Lebih lanjut, Abdul menilai, sikap Kejagung yang tetap bersikukuh menangani perkara korupsi Jaksa Pinangki justru akan berdampak pada kredibilitas Korps Adhyaksa itu sendiri.

"Dengan kejaksaan tidak mau menyerahkan kepada KPK, maka jelas kejaksaan telah mempermalukan dirinya bahwa memang pada Korps Kejaksaan ada hal-hal yang tidak beres yang tidak boleh diketahui dan diluruskan oleh pihak lain," katanya.

Guru Besar Hukum Pidana Universitas Islam Indonesia (UII) Mudzakir menilai, polemik penanganan Jaksa Pinangki tak terlepas dari sejarah dan perkembangan KPK. Dia mengatakan, KPK sebelumnya merupakan lembaga superbody yang hanya mengambil alih atau menangani perkara limpahan dari kepolisian dan kejaksaan.

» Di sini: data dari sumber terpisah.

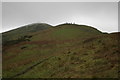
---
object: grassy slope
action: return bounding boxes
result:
[2,23,52,44]
[2,23,119,78]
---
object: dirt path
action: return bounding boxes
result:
[10,56,53,78]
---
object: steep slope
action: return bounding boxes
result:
[2,23,119,78]
[16,33,119,78]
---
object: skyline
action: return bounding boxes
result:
[2,2,118,33]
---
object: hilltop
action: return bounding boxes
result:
[2,23,119,78]
[2,23,52,45]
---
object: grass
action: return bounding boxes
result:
[2,23,119,78]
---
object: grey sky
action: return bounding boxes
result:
[2,2,118,33]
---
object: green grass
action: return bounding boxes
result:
[2,23,119,78]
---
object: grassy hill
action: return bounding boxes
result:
[2,23,52,45]
[2,23,119,78]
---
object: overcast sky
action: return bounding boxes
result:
[2,2,118,33]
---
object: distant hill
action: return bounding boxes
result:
[2,23,52,45]
[2,23,119,78]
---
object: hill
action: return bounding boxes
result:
[2,23,52,45]
[2,23,119,78]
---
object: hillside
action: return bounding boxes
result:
[2,23,119,78]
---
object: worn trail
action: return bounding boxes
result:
[10,57,53,78]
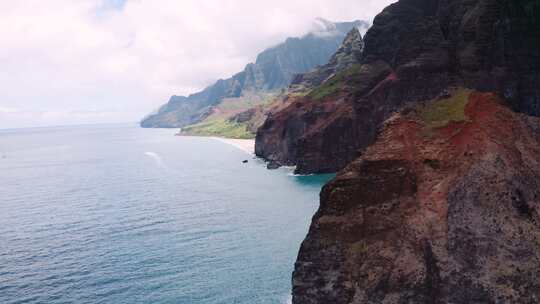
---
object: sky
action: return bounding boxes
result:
[0,0,396,129]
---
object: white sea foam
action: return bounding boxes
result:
[284,294,292,304]
[144,151,164,167]
[211,137,254,155]
[287,172,314,177]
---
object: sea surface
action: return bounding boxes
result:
[0,124,333,304]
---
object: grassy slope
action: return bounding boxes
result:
[419,88,472,129]
[179,92,276,139]
[308,64,361,100]
[180,64,367,138]
[181,119,254,139]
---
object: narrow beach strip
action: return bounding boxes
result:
[211,137,255,155]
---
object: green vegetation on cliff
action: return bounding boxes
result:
[181,119,254,139]
[308,64,361,100]
[216,94,273,112]
[178,93,274,139]
[419,88,472,129]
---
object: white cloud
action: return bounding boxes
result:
[0,0,395,129]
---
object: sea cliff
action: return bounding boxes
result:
[256,0,540,175]
[293,90,540,303]
[256,0,540,303]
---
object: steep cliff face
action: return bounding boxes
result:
[293,90,540,303]
[255,0,540,174]
[255,28,369,171]
[288,0,540,303]
[290,27,364,92]
[140,19,368,128]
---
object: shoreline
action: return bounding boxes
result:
[175,131,255,155]
[211,137,255,155]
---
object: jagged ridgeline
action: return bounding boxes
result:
[140,19,369,130]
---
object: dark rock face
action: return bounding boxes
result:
[289,1,540,303]
[255,0,540,174]
[140,20,368,128]
[255,28,377,173]
[293,92,540,303]
[229,108,257,124]
[290,27,364,92]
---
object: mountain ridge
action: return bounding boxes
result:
[180,26,367,140]
[140,19,369,129]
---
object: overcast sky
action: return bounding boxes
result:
[0,0,395,129]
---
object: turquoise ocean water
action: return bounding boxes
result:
[0,124,332,304]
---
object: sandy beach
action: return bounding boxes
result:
[212,137,255,155]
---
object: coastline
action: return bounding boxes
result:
[211,137,255,155]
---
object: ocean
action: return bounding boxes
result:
[0,124,333,304]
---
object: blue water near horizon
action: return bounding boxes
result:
[0,124,333,304]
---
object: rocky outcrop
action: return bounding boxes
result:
[293,90,540,303]
[255,0,540,174]
[290,27,364,92]
[255,27,370,171]
[256,61,394,172]
[140,19,368,128]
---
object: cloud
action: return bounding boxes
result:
[0,0,396,129]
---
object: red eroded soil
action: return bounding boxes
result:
[361,92,534,213]
[293,91,540,302]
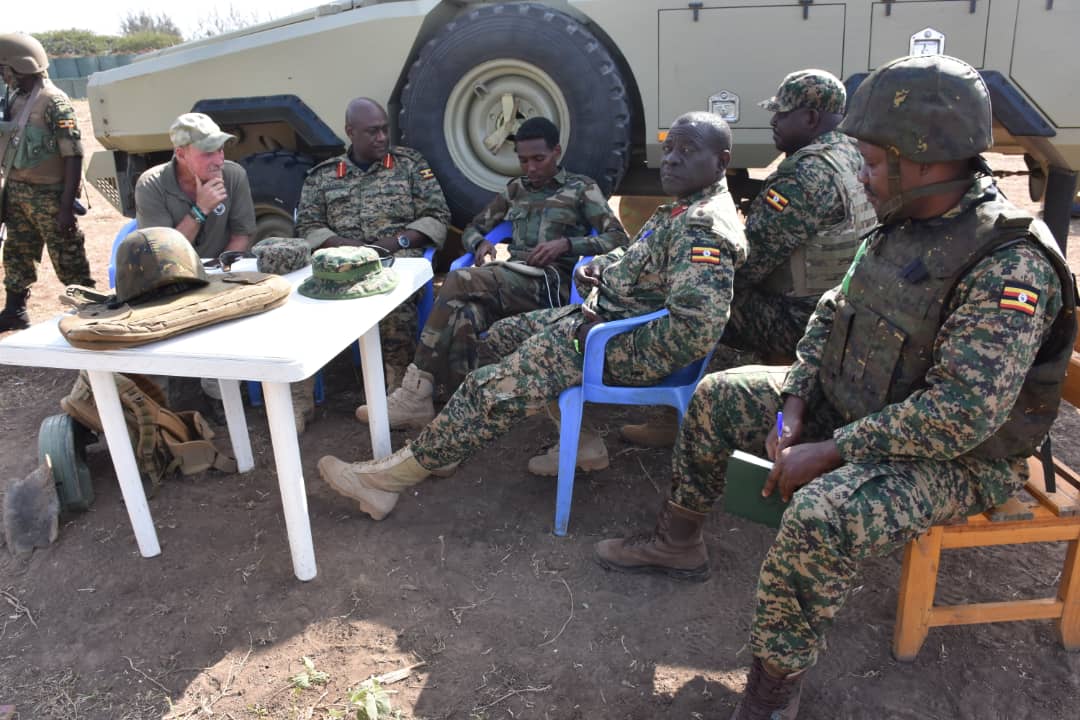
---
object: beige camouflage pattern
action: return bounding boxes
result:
[669,179,1065,674]
[758,69,847,114]
[295,145,451,369]
[407,179,746,470]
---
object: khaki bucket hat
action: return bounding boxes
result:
[298,247,399,300]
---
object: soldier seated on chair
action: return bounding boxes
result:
[318,111,746,517]
[354,116,628,461]
[596,55,1076,720]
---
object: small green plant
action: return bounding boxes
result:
[346,678,395,720]
[290,656,330,690]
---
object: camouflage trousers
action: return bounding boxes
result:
[670,365,1027,674]
[410,303,671,469]
[379,247,431,372]
[720,288,817,364]
[413,263,570,398]
[2,181,93,292]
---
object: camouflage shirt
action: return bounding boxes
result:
[583,179,748,372]
[783,177,1064,462]
[295,145,451,250]
[739,130,868,289]
[461,168,627,274]
[6,79,83,185]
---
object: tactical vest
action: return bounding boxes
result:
[819,193,1077,460]
[760,142,877,298]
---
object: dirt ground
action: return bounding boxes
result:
[1,101,1079,720]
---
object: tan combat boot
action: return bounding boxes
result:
[317,455,401,520]
[526,427,610,476]
[619,408,678,448]
[593,500,710,581]
[355,363,435,430]
[729,658,805,720]
[291,377,316,435]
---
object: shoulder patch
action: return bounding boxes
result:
[419,167,435,181]
[691,245,722,265]
[999,282,1039,316]
[764,188,789,212]
[56,118,77,130]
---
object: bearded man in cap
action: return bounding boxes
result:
[597,55,1076,719]
[0,33,94,332]
[621,68,875,448]
[135,112,256,258]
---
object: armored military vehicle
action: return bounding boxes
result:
[85,0,1079,246]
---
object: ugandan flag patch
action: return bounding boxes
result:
[764,188,789,212]
[999,283,1039,316]
[56,118,76,129]
[419,167,435,181]
[691,246,722,265]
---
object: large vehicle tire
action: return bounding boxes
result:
[399,2,632,227]
[240,151,315,243]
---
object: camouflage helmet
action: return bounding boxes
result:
[0,33,49,75]
[840,54,992,162]
[114,227,209,305]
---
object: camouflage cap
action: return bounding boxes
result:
[298,247,399,300]
[169,113,235,152]
[114,227,209,306]
[759,69,847,114]
[251,237,311,275]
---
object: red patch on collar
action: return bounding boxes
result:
[336,161,347,178]
[383,154,394,170]
[670,205,687,218]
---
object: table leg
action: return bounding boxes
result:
[358,325,392,459]
[217,379,253,472]
[262,380,317,581]
[86,370,161,558]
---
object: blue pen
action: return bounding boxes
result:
[776,411,784,441]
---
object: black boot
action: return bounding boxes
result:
[730,657,805,720]
[0,289,30,332]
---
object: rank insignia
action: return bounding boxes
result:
[383,153,395,170]
[419,167,435,180]
[691,246,721,265]
[670,205,687,218]
[336,161,347,178]
[998,283,1039,316]
[764,188,789,212]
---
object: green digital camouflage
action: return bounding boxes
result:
[298,246,398,300]
[251,236,311,275]
[113,227,209,304]
[406,179,746,470]
[758,68,847,114]
[295,144,451,370]
[839,54,992,163]
[668,179,1067,675]
[412,170,627,398]
[2,181,92,293]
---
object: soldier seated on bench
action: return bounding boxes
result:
[595,55,1077,719]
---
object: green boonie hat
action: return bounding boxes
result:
[759,69,846,114]
[170,112,235,152]
[252,237,311,275]
[298,247,399,300]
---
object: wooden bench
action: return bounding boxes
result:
[892,323,1080,661]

Namun setelah KPK menerima laporan perkara dan melakukan penyelidikan hingga penyidikan sendiri, maka lembaga tersebut tak lagi superbody. Kondisi ini pula yang menjadi cikal bakal amandemen UU KPK hingga lahirnya Dewan Pengawas (Dewas) KPK

"Karena KPK juga objek pengawasan oleh aparat penegak hukum yang lain polisi dan jaksa. Ketika dia sudah tidak superbodi lagi, KPK itu ya sebagai objek pengawasan," kata Mudzakir kepada Liputan6.com, Rabu (2/9/2020). 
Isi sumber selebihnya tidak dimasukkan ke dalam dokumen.